Your job is to make sure there’s a home to come back to. ”

Bateman nodded once, sealing it. “We’ve got drones to track and doors to close. Marsh will push what we need—camera cycles, likely ingress, traffic patterns around the ridge. Ty, Oren, and Dale, you get your heads on straight. You can fight later. Preferably not in my conference room.”

Silence weighed heavy in the room. Dale broke it by walking swiftly toward the door. “I’m done for tonight.” He didn’t look at anyone when he said it. “Ty, don’t touch the south run without me in the morning.” He left without waiting for an answer.

Oren didn’t sit back down. “I’m going to the barracks,” he said. “I’ll be up at first light to check the fence line.

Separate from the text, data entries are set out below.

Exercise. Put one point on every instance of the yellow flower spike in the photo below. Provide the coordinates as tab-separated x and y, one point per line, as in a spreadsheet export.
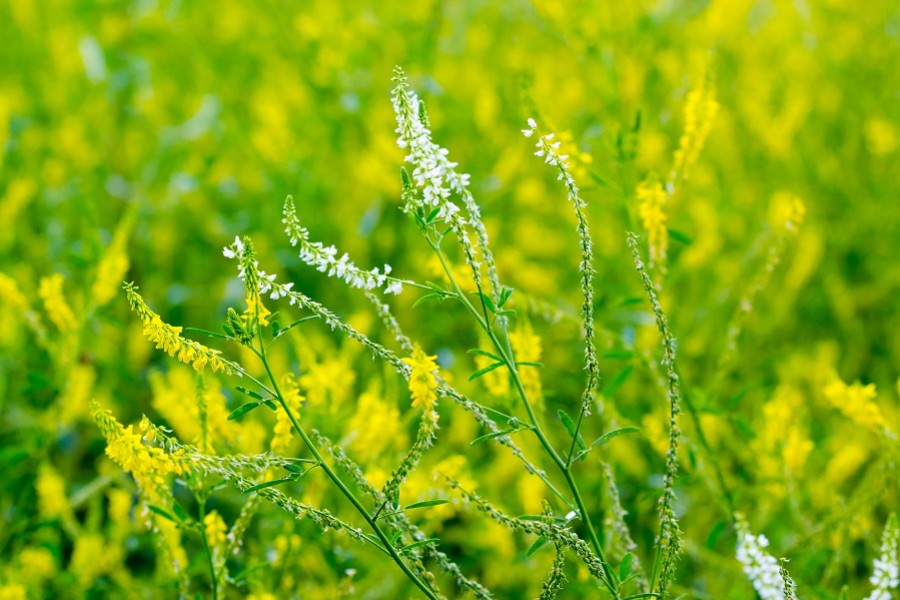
699	112
168	337
283	427
256	310
857	403
50	291
527	346
652	198
422	381
215	529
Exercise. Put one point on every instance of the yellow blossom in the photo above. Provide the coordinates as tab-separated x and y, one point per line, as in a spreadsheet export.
93	557
50	291
38	564
422	382
652	198
375	425
12	591
699	111
215	528
168	338
527	347
281	439
51	490
119	506
256	310
856	402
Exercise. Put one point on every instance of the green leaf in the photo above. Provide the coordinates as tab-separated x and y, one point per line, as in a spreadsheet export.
535	546
597	178
242	410
713	538
180	512
490	436
268	484
680	237
570	427
432	215
483	353
608	436
427	297
487	301
427	542
616	382
487	369
541	518
162	513
630	301
250	393
294	324
625	566
206	332
427	503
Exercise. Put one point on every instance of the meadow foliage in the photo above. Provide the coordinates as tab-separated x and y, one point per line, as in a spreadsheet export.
480	299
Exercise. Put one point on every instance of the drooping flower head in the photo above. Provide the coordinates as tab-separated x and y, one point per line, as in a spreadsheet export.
324	258
422	381
760	567
168	338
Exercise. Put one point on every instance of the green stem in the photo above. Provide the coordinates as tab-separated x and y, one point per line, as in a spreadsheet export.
341	485
539	432
214	584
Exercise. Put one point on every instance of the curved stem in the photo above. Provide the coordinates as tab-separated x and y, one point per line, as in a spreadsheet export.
564	467
214	582
341	485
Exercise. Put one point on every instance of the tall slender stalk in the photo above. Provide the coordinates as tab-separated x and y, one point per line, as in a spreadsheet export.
335	478
563	466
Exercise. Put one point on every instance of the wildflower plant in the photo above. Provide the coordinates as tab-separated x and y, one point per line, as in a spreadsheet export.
306	456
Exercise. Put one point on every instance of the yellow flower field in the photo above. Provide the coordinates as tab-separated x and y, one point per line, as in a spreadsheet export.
541	299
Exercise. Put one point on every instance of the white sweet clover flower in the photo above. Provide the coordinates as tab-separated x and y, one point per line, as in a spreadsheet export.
267	284
549	151
433	172
886	573
324	258
760	567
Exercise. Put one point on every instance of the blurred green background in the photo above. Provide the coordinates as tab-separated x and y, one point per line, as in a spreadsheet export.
154	132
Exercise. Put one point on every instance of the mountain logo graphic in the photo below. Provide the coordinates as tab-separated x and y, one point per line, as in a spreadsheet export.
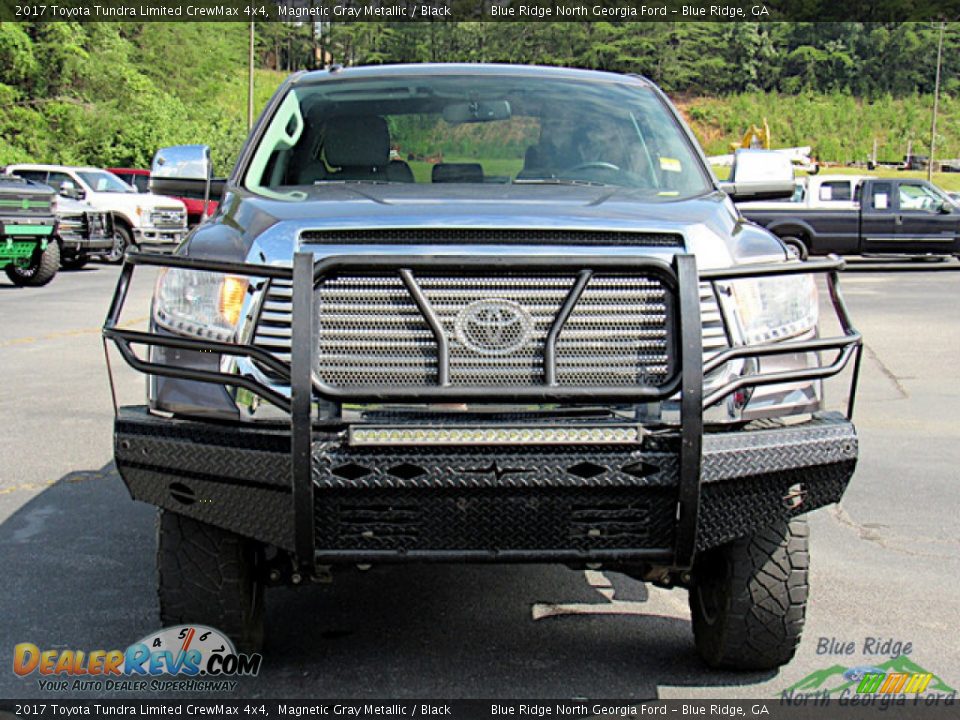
899	674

Marsh, I’ll call you in the morning.” He didn’t look at Ty either, which hurt more than Ty wanted to admit. The door closed on the tail of his frustration.

The room stayed awkward.

Ezra said, “Well. That went ... like it went.”

Dev looked straight at Ty from the screen. “Go back to your room, and get some sleep, Ty,” he said, not unkind. “I’m sending you what the three of you will need to sort this shit out. Bateman—cycles, probable blind arcs, a sensible list of what needs doing is already in your inbox.”

Bateman’s pen tapped once more. Agreement. “You heard him. All of you get some sleep. In the morning, sort this out. Heads out of your asses, please.”

Ty gathered his notes without seeing them. His chest felt too tight and too empty all at once.

“Ty,” Dev said before he cut the feed. “He told you because he trusts you. He’ll tell you the rest when he can.”

Ty nodded once, not trusting what might get out if he spoke. He left the room into the thinner, quieter hall and let the door close behind him. He had a list. He had work. He had two men he didn’t want to be at odds with.

Morning would come. He’d choose the order again then. For now, he headed for his room in the trainer’s barracks because command had asked and because it was the only order on the list he could do tonight.